Understanding Acute Calculous Cholecystitis, also known as Gallbladder Inflammation with Stones or Acute Gallstone Cholecystitis, is crucial for accurate clinical documentation and medical coding. This page provides information on diagnosis, symptoms, and treatment of Acute Calculous Cholecystitis, supporting healthcare professionals in proper coding and documentation practices. Learn about the latest guidelines for managing Gallbladder Inflammation with Stones and Acute Gallstone Cholecystitis to ensure optimal patient care.
Also known as
Diseases of the gallbladder, biliary tract
Covers gallbladder inflammation, stones, and bile duct issues.
Cholecystitis
Specifically relates to inflammation of the gallbladder.
Acute Cholecystitis
Covers various forms of acute gallbladder inflammation.
Follow this step-by-step guide to choose the correct ICD-10 code.

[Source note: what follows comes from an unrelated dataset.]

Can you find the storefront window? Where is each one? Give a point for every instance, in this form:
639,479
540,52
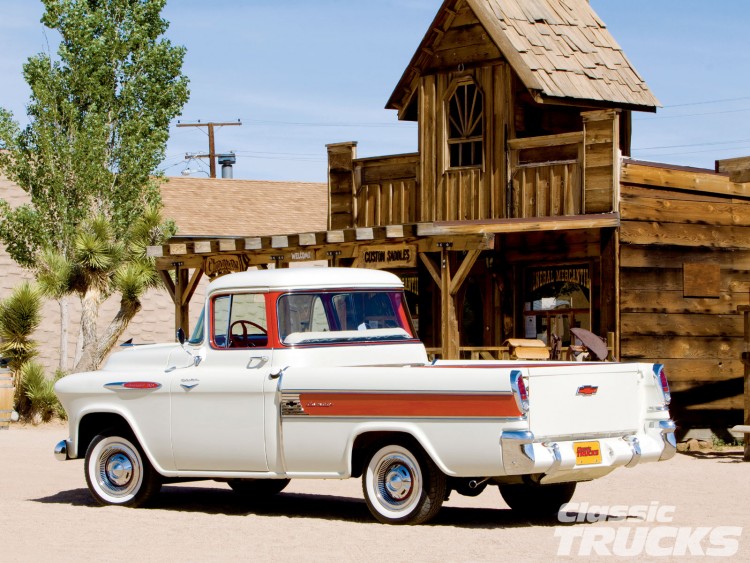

Is the cholecystitis acute?
When to use each related code
| Description |
|---|
| Gallbladder inflammation with stones |
| Gallbladder inflammation without stones |
| Chronic gallbladder inflammation |
Coding acute cholecystitis without specifying the calculous nature can lead to lower reimbursement and inaccurate reporting. Use K80.00.
Overlapping symptoms with biliary dyskinesia (K83.8) can result in incorrect coding if not properly documented and distinguished.
Missing documentation of concurrent cholangitis (K80.01 for calculous) can impact severity and appropriate DRG assignment.
Q: What are the most reliable diagnostic imaging modalities for differentiating acute calculous cholecystitis from other causes of right upper quadrant pain in a patient with suspected gallstones?
A: While physical examination and laboratory findings are important, imaging plays a crucial role in confirming acute calculous cholecystitis and differentiating it from other conditions like biliary colic, acute pancreatitis, or hepatic abscess. Ultrasound is often the first-line imaging modality, offering high sensitivity for detecting gallstones and signs of gallbladder inflammation such as wall thickening, pericholecystic fluid, and a positive sonographic Murphy's sign. However, in cases where the diagnosis remains uncertain, cholescintigraphy (HIDA scan) offers superior specificity for demonstrating cystic duct obstruction, a hallmark of acute cholecystitis. Computed tomography (CT) scan can be helpful in identifying complications such as perforation or gangrene but may be less sensitive than ultrasound for detecting gallstones. Consider implementing a diagnostic algorithm that prioritizes ultrasound initially, followed by cholescintigraphy if needed, reserving CT for suspected complications. Explore how integrating these imaging modalities can improve diagnostic accuracy and patient management decisions.
Q: How do I manage a patient with acute calculous cholecystitis who presents with severe comorbidities that increase their surgical risk?
A: Managing acute calculous cholecystitis in patients with significant comorbidities requires a careful assessment of the risks and benefits of surgical intervention versus non-operative management. For high-risk patients, initial management often focuses on stabilizing the patient with intravenous fluids, pain control, and antibiotics. Percutaneous cholecystostomy tube placement can be considered as a temporizing measure to decompress the gallbladder and alleviate symptoms, allowing time for optimization of comorbidities before surgery. Non-operative management with antibiotics alone may be considered in select cases where surgery is deemed too risky, but this approach carries a higher risk of recurrent cholecystitis. Consult with a surgeon and anesthesiologist to thoroughly evaluate the patient's surgical risk and determine the most appropriate course of action, weighing the potential benefits of cholecystectomy against the increased perioperative risks. Learn more about evidence-based guidelines for managing acute cholecystitis in high-risk patients.
Patient presents with acute right upper quadrant pain consistent with acute calculous cholecystitis. Symptoms include severe biliary colic, nausea, vomiting, and positive Murphy's sign. Onset of pain was sudden and described as sharp and radiating to the right shoulder. Patient reports a history of intermittent episodes of biliary colic suggestive of chronic cholecystitis. Physical examination reveals tenderness in the right upper quadrant with guarding. Laboratory findings demonstrate elevated white blood cell count and elevated liver function tests, including alkaline phosphatase and bilirubin, indicative of biliary obstruction and inflammation. Ultrasound imaging of the gallbladder reveals the presence of gallstones and gallbladder wall thickening, confirming the diagnosis of acute calculous cholecystitis. Differential diagnoses considered included pancreatitis, peptic ulcer disease, and appendicitis. The patient's clinical presentation, laboratory results, and imaging findings support the diagnosis of acute calculous cholecystitis. Plan of care includes intravenous fluids, pain management with analgesics, and a surgical consult for possible cholecystectomy. Patient education provided on gallbladder disease, surgical options, and postoperative care. ICD-10 code K80.00, Acute calculous cholecystitis without obstruction, and CPT codes for ultrasound, laboratory tests, and surgical consultation will be documented for medical billing and coding purposes. The patient's condition and treatment plan will be closely monitored.